Olivia and CJ presented their poster: The Association Between a Caregiver’s Education and Their Child’s Levels of Openness and Personal Growth. They hypothesized that parents with higher levels of education would have children with higher levels of openness and more personal growth. Their results found that children whose parents had a master’s degree or higher reported both greater levels of personal growth and openness than those with parents who had a bachelor’s degree or less. The higher level of openness in children with highly educated primary caregivers could be due to the fact that the caregivers are often from a higher social class, which may allow parents to provide children with more opportunities for new experiences, therefore increasing their openness, and indirectly encouraging personal growth.

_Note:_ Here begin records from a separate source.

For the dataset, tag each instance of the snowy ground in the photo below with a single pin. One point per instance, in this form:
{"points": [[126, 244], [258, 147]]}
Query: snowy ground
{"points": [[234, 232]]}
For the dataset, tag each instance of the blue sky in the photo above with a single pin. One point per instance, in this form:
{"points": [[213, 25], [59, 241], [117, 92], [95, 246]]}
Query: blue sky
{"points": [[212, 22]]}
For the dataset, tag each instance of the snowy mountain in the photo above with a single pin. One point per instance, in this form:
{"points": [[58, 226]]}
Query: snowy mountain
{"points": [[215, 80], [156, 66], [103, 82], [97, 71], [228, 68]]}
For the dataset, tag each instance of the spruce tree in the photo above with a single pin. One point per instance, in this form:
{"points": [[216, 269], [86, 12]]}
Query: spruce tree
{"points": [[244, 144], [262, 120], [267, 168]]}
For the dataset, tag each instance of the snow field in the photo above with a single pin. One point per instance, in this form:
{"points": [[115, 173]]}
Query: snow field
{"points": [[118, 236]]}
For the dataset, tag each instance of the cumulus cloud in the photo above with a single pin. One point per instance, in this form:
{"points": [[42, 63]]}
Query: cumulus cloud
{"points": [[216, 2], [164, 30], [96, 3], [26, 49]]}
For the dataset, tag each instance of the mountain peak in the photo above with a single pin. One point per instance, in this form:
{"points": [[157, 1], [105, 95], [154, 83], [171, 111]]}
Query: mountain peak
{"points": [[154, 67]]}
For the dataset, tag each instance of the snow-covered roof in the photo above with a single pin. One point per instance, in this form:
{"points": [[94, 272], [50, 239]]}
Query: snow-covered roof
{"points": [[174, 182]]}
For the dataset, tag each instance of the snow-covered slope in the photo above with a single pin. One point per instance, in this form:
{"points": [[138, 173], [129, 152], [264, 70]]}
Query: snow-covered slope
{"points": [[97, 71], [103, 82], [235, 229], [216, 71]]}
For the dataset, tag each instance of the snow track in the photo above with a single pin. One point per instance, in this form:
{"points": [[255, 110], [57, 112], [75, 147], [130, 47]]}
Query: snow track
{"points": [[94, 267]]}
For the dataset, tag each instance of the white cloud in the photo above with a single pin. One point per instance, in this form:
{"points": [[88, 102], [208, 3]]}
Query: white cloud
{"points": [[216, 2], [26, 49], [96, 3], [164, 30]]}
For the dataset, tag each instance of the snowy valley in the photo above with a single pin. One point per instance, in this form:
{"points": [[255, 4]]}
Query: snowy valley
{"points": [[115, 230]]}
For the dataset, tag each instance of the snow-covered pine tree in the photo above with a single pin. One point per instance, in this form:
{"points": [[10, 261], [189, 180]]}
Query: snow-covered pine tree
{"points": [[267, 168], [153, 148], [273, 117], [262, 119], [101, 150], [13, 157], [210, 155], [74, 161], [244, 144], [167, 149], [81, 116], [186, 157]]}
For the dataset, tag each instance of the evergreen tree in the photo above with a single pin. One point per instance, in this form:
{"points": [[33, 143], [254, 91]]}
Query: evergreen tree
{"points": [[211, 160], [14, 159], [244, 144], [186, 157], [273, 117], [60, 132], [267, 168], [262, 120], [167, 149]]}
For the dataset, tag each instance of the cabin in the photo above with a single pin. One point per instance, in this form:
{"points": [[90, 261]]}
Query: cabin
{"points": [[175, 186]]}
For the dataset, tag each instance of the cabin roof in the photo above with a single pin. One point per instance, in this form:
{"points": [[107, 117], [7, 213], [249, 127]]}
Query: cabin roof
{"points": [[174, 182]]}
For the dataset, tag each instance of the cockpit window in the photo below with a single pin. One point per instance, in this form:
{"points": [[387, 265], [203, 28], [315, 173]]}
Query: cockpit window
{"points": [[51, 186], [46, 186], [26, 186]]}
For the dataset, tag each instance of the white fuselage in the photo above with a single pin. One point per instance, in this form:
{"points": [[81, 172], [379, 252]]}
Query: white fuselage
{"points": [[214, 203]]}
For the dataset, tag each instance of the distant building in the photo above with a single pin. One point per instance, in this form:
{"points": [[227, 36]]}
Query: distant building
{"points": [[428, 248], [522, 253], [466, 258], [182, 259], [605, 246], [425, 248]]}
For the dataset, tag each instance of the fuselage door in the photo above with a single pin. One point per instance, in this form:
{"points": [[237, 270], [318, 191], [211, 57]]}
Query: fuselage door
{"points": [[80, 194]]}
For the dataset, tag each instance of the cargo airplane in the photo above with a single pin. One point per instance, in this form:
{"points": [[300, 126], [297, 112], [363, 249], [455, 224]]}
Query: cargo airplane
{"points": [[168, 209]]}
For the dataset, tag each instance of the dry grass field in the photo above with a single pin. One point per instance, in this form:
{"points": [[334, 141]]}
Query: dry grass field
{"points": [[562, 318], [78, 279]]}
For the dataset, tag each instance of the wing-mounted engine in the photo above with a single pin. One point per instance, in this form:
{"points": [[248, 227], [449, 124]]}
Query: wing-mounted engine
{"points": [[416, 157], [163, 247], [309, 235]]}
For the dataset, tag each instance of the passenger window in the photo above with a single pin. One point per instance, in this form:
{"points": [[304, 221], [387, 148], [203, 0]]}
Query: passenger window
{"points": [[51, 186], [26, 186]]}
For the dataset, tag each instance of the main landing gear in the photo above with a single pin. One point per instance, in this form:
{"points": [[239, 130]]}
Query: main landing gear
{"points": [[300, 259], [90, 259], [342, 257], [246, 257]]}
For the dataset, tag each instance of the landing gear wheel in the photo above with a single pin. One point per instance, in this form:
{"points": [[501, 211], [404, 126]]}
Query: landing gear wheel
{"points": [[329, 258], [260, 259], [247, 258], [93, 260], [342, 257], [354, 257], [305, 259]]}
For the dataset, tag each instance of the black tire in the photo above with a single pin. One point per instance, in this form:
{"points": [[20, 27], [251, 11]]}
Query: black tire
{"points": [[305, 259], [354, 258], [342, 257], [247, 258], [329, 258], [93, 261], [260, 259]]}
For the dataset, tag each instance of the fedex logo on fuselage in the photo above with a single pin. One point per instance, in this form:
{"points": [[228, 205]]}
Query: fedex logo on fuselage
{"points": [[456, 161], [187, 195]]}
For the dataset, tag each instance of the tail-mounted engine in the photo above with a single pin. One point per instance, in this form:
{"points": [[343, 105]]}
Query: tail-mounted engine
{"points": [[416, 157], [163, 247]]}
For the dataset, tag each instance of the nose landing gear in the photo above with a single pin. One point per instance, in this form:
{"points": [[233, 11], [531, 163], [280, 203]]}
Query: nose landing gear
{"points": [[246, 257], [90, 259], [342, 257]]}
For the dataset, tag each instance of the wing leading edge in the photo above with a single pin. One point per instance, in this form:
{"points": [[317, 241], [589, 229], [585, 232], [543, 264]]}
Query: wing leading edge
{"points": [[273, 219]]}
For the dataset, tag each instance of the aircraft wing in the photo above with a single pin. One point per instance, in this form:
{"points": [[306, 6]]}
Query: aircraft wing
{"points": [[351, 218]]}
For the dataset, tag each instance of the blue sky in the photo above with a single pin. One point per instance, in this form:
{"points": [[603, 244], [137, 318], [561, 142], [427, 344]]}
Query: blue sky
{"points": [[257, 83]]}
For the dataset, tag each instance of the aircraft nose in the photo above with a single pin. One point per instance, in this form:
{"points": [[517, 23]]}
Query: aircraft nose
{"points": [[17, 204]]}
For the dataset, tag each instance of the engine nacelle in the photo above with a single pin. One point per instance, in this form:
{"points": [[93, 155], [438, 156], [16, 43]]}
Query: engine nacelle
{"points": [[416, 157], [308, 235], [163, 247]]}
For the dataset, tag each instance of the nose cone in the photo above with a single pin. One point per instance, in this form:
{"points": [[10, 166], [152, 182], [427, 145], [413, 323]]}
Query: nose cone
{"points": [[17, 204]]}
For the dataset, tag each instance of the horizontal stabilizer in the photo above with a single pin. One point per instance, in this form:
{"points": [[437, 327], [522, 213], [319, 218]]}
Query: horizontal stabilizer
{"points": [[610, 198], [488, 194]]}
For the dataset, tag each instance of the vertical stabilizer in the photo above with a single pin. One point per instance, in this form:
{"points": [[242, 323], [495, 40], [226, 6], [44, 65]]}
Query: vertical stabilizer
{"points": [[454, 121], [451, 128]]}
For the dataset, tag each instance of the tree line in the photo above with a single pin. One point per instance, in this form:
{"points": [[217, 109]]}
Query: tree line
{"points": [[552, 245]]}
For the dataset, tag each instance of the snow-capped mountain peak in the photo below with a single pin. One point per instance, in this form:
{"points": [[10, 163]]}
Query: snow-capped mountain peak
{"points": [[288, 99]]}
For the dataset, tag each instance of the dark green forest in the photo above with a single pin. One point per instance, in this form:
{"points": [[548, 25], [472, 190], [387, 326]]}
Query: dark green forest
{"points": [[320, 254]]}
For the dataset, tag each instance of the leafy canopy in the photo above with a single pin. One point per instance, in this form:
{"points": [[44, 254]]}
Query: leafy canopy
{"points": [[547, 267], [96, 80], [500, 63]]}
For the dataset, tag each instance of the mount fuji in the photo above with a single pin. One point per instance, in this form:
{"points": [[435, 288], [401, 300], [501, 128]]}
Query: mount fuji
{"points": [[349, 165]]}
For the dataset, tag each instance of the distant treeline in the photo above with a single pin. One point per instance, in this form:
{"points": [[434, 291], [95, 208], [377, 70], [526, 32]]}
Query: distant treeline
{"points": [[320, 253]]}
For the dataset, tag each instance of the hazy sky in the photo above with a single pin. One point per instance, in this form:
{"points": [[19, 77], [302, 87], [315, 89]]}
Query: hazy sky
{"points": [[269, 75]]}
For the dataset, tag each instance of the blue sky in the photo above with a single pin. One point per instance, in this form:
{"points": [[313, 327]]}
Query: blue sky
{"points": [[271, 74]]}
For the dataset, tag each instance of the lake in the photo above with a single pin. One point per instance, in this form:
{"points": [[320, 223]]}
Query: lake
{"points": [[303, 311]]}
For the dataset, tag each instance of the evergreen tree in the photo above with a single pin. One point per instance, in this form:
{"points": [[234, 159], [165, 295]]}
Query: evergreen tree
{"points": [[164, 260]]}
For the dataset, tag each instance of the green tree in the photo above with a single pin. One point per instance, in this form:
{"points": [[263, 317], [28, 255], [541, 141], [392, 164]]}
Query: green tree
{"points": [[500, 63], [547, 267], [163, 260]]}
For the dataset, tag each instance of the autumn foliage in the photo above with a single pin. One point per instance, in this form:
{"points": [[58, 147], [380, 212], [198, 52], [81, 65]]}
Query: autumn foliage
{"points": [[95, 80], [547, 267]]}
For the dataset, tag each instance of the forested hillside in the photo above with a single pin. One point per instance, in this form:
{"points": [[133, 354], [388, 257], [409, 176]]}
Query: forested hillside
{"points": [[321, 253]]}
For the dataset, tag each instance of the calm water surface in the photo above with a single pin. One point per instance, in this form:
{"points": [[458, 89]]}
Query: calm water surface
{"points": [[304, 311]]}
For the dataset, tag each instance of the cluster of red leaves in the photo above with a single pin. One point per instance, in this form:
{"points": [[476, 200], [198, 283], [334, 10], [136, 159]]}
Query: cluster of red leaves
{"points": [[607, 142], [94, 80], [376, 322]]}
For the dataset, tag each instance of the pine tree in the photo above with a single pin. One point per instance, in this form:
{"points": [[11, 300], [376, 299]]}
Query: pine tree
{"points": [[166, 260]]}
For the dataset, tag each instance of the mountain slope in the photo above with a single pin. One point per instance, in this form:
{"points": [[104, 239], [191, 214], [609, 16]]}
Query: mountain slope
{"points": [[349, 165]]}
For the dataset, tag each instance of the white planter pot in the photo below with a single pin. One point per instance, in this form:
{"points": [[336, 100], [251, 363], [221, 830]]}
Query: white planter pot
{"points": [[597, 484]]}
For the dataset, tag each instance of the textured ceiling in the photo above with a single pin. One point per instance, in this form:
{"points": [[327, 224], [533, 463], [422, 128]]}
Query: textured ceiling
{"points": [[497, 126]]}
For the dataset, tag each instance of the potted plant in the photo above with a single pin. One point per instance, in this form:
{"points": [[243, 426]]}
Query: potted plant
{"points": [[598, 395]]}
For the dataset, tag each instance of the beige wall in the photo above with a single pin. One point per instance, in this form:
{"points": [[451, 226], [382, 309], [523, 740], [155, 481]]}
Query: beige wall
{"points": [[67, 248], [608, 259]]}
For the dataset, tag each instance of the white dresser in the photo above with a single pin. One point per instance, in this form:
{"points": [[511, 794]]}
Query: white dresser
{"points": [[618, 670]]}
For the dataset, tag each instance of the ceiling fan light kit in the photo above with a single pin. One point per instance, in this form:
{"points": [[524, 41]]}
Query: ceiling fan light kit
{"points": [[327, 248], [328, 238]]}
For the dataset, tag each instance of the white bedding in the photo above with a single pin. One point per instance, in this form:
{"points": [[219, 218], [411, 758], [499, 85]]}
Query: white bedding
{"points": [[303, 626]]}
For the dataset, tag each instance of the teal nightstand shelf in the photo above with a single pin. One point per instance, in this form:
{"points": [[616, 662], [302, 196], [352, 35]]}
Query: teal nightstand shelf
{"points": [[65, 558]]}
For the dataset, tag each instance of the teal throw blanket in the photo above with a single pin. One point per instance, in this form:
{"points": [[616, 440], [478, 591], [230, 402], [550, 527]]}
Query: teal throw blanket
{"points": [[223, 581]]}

Kara Presented her poster Perfectionism in medical professionals increasing deliberate rumination and PTG. She investigated how perfectionism may increase rumination following a medical mishap, leading to PTG. Perfectionist behaviors have been found to increase rumination, which is known to be positively related to PTG. Her results found that perfectionism, overall, positively correlated with the frequency of thinking about the mishap. In turn, the frequency of thinking about the mishap also positively correlated with PTG. Rumination forces individuals to work through the event that causes psychological struggle, while perfectionism increases the desire to understand why things went awry. Future research may help training medical professionals to ruminate on their mistakes to facilitate growth.
Olivia and Kat presented their poster A Sense of Personal Growth and Creative Behaviors among Children, in which the number of creative behaviors children have engaged in outside of school was positively related to their sense of personal growth. Interestingly, the relationship was consistent when controlling for other variables and demographics, except for gender. They found that the relationship between creativity and personal growth was much stronger in girls than in boys, which reflects gender differences in perceiving or reporting growth.
Dr. Taku had a good time serving as a poster judge with Drs. Jennifer Vonk and Lisa Welling!
Everyone worked hard and did a great job presenting their posters!